Joseph Joachim (1831-1907), of Jewish-Hungarian descent, was arguably the greatest violinist of the nineteenth century. His performing career in Berlin transformed the aesthetics and interpretation of German music. But Joachim was also a composer of virtuoso pieces, violin concertos, orchestral overtures, and chamber music works, all written between 1847 and 1864 in one intense outpouring of creativity.
Katharina Uhde follows Joachim's compositional path through a changing cultural milieu. Joachim's compositions display intimate knowledge of the works of Mendelssohn, Wagner, Liszt, Schumann, and Brahms, yet he was no mere imitator.

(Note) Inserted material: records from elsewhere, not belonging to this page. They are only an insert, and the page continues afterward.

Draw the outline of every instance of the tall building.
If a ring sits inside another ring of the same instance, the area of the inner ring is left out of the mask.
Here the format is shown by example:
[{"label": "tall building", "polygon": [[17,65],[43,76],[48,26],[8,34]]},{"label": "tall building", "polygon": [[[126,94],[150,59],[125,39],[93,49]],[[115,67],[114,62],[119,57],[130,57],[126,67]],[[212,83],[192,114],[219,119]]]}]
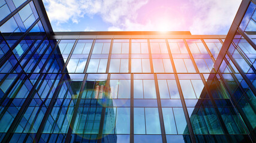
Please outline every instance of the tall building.
[{"label": "tall building", "polygon": [[0,141],[256,142],[255,8],[227,35],[53,32],[0,0]]}]

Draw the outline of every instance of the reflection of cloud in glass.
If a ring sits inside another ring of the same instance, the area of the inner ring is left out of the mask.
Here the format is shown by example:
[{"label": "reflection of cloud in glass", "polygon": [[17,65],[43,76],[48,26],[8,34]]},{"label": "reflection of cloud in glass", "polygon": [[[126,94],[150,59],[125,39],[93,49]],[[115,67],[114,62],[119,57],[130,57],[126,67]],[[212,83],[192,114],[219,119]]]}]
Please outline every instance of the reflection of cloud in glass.
[{"label": "reflection of cloud in glass", "polygon": [[86,64],[87,59],[80,59],[77,67],[76,70],[76,73],[83,73],[85,64]]}]

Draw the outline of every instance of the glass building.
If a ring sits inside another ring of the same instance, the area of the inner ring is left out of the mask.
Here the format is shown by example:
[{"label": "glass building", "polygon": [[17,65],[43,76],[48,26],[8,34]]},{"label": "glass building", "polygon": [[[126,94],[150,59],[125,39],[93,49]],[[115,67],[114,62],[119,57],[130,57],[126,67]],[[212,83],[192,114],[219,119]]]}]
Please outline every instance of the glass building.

Joachim's style, classically conceived yet seasoned with a preference for dark, melancholy soundscapes and, in the earlier years, ciphers, virtuosity, and 'psychological' programmaticism, emerges as the product of various personal and socio-cultural currents: his search for national, religious, and cultural identity and a mature compositional style.
Joachim's music drew on a wealth of treasures accumulated in his process of 'enculturation', which began with Mendelssohn in Leipzig. Joachim's aesthetic evolved from a deeply subjective approach, not insignificantly inspired by his muse, Gisela von Arnim. Her circle - the von Arnim and Grimm families - became Joachim's cultural and literary haven. But unforeseen events also impacted his output, among them Schumann's death, the ascent of the young Brahms, and the 'War of the Romantics'. Joachim's music throws light onto a vibrant decade, colored by realism, naturalism, new visual technologies, and emerging academic disciplines including psychology. Uhde's book will be the standard work on the music of Joseph Joachim for many years to come.
KATHARINA UHDE is Assistant Professor for Violin and Musicology at Valparaiso University, IN.